そんなに帰って欲しいの、なんて面倒な女みたいなことを俺が思うようになるなんて———。
唇が重なると、俺は腰を抱く腕に力を込めた。
せめてこのまま、なまえさんの頭から俺が離れなくなるまで、キスがしたい。
今は、頭の中が仕事でいっぱいのなまえさんが、夜、俺のことで頭がいっぱいになって、眠れなくなってしまえばいい。

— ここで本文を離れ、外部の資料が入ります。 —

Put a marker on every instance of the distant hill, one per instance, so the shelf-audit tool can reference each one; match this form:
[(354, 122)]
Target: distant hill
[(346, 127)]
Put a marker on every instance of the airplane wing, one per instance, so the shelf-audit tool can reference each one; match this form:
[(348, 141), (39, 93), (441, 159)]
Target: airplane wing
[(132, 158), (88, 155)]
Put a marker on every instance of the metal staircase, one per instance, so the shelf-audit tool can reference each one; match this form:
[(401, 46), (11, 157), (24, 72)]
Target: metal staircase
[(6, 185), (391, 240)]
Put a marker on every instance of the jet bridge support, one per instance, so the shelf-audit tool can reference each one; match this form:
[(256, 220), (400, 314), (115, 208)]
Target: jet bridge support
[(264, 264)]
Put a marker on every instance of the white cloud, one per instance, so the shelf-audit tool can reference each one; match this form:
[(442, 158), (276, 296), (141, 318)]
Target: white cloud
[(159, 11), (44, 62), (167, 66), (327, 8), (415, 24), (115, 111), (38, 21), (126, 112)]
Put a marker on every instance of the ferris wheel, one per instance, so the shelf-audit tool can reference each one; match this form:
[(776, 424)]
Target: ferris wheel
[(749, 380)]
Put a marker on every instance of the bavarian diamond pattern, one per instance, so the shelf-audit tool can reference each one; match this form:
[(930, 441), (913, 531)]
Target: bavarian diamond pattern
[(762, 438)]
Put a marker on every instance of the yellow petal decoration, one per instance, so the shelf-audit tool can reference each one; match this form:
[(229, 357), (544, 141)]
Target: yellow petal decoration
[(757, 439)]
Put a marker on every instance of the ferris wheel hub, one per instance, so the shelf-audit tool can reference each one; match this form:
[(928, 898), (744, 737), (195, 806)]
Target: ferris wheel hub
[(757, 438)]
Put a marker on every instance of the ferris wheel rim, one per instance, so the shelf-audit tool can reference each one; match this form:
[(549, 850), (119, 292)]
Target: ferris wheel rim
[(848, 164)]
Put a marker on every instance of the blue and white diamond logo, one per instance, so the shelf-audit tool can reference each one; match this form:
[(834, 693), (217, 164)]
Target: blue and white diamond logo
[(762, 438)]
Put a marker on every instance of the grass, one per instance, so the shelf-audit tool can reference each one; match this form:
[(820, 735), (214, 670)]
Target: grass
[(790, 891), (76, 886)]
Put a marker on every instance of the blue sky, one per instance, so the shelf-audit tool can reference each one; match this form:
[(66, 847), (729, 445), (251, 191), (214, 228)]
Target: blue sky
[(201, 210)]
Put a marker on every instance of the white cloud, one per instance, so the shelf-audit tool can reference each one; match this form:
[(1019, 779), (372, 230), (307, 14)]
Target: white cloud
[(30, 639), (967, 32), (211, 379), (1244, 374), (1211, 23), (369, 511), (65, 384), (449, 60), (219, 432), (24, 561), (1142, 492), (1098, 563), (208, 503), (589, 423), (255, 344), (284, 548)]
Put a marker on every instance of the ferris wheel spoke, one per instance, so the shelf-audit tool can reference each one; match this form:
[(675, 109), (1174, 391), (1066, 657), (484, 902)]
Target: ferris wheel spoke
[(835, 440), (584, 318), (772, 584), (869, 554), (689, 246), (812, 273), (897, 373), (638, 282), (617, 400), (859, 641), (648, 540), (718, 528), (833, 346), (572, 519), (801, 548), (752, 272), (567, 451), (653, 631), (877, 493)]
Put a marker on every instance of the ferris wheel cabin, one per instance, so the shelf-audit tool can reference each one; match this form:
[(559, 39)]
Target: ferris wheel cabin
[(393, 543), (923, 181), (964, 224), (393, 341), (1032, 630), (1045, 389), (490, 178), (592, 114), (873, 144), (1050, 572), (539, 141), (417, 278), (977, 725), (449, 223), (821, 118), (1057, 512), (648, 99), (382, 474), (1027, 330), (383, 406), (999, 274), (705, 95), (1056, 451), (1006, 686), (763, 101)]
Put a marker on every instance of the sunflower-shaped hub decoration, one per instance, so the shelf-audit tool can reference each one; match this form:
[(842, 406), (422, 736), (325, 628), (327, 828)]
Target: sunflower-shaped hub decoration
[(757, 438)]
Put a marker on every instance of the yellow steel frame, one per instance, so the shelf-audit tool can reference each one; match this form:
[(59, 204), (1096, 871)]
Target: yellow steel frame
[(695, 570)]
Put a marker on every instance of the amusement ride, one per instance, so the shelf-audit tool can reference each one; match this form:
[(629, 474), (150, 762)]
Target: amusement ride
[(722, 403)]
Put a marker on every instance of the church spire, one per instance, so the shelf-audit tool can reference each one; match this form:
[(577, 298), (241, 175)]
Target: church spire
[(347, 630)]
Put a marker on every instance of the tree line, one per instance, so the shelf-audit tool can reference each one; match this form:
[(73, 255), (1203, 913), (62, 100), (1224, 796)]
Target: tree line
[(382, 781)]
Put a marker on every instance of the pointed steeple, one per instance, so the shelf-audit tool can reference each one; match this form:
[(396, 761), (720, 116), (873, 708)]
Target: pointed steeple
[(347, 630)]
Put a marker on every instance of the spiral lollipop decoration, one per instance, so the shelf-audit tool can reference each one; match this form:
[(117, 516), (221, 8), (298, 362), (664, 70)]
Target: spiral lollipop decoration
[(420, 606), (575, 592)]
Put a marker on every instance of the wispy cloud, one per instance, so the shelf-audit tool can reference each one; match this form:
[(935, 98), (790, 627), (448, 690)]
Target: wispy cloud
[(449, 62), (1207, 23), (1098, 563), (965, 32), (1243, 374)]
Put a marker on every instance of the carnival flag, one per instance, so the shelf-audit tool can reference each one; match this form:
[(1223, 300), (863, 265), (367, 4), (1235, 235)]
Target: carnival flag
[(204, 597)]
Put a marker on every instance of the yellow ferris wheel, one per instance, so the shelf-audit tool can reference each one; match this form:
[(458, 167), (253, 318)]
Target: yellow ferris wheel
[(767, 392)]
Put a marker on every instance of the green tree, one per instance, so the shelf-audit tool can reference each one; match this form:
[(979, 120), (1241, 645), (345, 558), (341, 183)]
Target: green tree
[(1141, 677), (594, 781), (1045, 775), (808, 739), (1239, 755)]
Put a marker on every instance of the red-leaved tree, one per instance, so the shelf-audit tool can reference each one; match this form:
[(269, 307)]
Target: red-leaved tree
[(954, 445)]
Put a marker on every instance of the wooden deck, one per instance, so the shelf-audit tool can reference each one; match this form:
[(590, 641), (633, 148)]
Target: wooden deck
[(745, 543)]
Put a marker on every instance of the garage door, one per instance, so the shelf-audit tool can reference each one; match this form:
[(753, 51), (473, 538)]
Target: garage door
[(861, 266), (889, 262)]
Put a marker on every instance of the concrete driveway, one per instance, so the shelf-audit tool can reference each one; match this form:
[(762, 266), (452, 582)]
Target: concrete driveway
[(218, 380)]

名残惜しく唇を離して、柔らかい髪を撫でてから助手席から降りた。
最後くらいは、物分かりの良い大人の男のフリをして、彼女の愛車が走り去るのを見送った。
テールランプが小さくなっていく。
まるで、彼女を、俺から連れ去って行くみたいだ。
それをただ眺めるしか出来ない俺は、真っ暗な夜道でひどく寂しく立ち並ぶ街路樹みたいだ。
あっという間に、朝が来るものだってことは知ってる。
でも、少なくとも、月はまだ輝き始めたばかりだよ。
今夜も俺は、彼女を想って、眠れそうにない。
だから、俺もなりたい。彼女が夜も眠れない理由になりたい。
徹夜になった仕事じゃなくて、俺のせいで、彼女が夜も眠れなくなればいいのに。
そうすれば、会えない時間も、彼女は俺のものみたいだろ。
Don't you know?
You're what keeps me up at night
(知らないの?君のせいで夜も眠れないんだよ)
AM 3:15 ーーーーーー。
眠れない夜、突然鳴り出したスマホに表示されているのは、俺の頭から離れてくれない愛おしい人の名前だった。
「はい。」
「ごめんね。寝てた?」
「いえ、まだ起きてましたよ。どうしました?」
「なんか、眠れなくって。
どうしても声が聞きたくなっちゃったの。」
「俺は、会いたいです。」
「一緒だね、私も本当は、会いたい。」
「なら、会いに行きましょうか。」
「え。」
「バイク飛ばせばすぐだから。」
「…いいの?」
「会いたいんでしょう?違うの?」
「うん、会いたい。ジャンがいないと、眠れないの。」
「なら、今夜は一緒に寝てあげますよ。今すぐに会いに行くから、待ってて。」
「ありがとう、待ってるね。」
愛おしい人を独り占めするために、俺はバイクを飛ばす。
だって、彼女が夜も眠れない理由は、仕事でも、他の誰でもなくて、俺だから————。